A política macroeconômica: pragmatismo e flexibilidade.

         Uma das principais virtudes do nosso governo, segundo Ladislaw Dowbor,[1] é a gestão da economia, ampliando as perspectivas de desenvolvimento. Hoje as políticas salariais, de preços, de crédito, de câmbio, de previdência, de investimentos e de arrecadação estão equilibradas.
Tecnicamente complexa, e foco de pressões constantes, a política macroeconômica no Brasil obedecia a uma visão neoliberal sofisticada em termos teóricos, mas que resultava ao fim e ao cabo em baixo crescimento e injustiça social, sempre com tom de seriedade e austeridade. A contenção salarial e os altos juros seriam justificados como instrumentos de proteção do povo contra a inflação.

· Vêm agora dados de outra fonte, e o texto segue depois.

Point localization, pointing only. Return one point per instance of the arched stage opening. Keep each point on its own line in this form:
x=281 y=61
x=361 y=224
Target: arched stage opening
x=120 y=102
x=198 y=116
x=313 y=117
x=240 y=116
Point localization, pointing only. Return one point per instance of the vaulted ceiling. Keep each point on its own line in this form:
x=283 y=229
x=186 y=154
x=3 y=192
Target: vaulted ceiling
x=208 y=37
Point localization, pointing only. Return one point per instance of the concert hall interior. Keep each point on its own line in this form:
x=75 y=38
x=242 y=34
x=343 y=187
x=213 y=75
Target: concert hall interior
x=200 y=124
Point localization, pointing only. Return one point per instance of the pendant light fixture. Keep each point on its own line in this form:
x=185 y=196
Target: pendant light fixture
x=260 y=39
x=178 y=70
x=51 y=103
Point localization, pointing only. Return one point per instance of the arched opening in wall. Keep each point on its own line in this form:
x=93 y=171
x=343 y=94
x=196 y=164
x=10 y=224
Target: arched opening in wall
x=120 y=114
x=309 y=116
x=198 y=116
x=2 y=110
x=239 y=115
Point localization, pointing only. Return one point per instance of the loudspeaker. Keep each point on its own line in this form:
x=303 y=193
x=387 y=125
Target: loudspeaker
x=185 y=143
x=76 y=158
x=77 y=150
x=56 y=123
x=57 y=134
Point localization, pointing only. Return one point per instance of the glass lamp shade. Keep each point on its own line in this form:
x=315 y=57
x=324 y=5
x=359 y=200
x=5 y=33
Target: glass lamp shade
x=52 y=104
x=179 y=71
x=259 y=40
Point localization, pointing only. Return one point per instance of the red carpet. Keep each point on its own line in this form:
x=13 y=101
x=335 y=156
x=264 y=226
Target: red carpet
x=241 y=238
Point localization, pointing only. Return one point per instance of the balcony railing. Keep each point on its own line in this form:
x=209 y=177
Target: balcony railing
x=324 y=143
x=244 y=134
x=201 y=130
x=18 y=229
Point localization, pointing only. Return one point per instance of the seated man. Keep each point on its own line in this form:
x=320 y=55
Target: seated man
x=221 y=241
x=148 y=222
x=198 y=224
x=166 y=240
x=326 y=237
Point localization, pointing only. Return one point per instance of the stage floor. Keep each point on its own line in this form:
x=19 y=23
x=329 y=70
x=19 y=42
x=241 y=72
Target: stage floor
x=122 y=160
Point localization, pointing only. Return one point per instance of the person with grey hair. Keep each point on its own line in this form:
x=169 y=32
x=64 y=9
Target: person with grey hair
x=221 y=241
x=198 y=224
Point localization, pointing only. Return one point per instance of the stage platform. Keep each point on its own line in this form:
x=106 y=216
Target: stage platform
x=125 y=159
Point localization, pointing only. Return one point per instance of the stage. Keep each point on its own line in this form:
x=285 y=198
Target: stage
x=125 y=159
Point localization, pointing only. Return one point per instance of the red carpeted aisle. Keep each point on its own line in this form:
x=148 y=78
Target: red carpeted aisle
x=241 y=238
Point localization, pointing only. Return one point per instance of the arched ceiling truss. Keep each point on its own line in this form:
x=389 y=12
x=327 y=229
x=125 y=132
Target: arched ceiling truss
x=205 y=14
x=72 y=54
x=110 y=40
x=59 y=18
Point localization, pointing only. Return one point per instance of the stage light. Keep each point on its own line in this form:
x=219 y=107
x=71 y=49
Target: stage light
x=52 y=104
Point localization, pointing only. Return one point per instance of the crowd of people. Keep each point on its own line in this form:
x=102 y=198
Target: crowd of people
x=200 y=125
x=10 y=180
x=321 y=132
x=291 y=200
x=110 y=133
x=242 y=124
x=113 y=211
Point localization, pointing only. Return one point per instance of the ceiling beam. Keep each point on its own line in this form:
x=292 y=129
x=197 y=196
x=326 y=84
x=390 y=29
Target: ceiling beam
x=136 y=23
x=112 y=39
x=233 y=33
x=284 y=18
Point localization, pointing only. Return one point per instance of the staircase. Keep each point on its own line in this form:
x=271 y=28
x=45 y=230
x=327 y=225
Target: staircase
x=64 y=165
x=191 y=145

Esta área da economia sofre de um pecado original: poucas pessoas a entendem, e encontra-se portanto pouco sujeita a escrutínio democrático. E o passado inflacionário deixou marcas no inconsciente coletivo.
Em termos gerais, a política adotada pode se resumir na expansão da economia pela inclusão progressiva da base da pirâmide social, o que aumenta a demanda agregada, o que por sua vez gera emprego, investimentos e maior demanda, levando o conjunto a uma espiral virtuosa de desenvolvimento.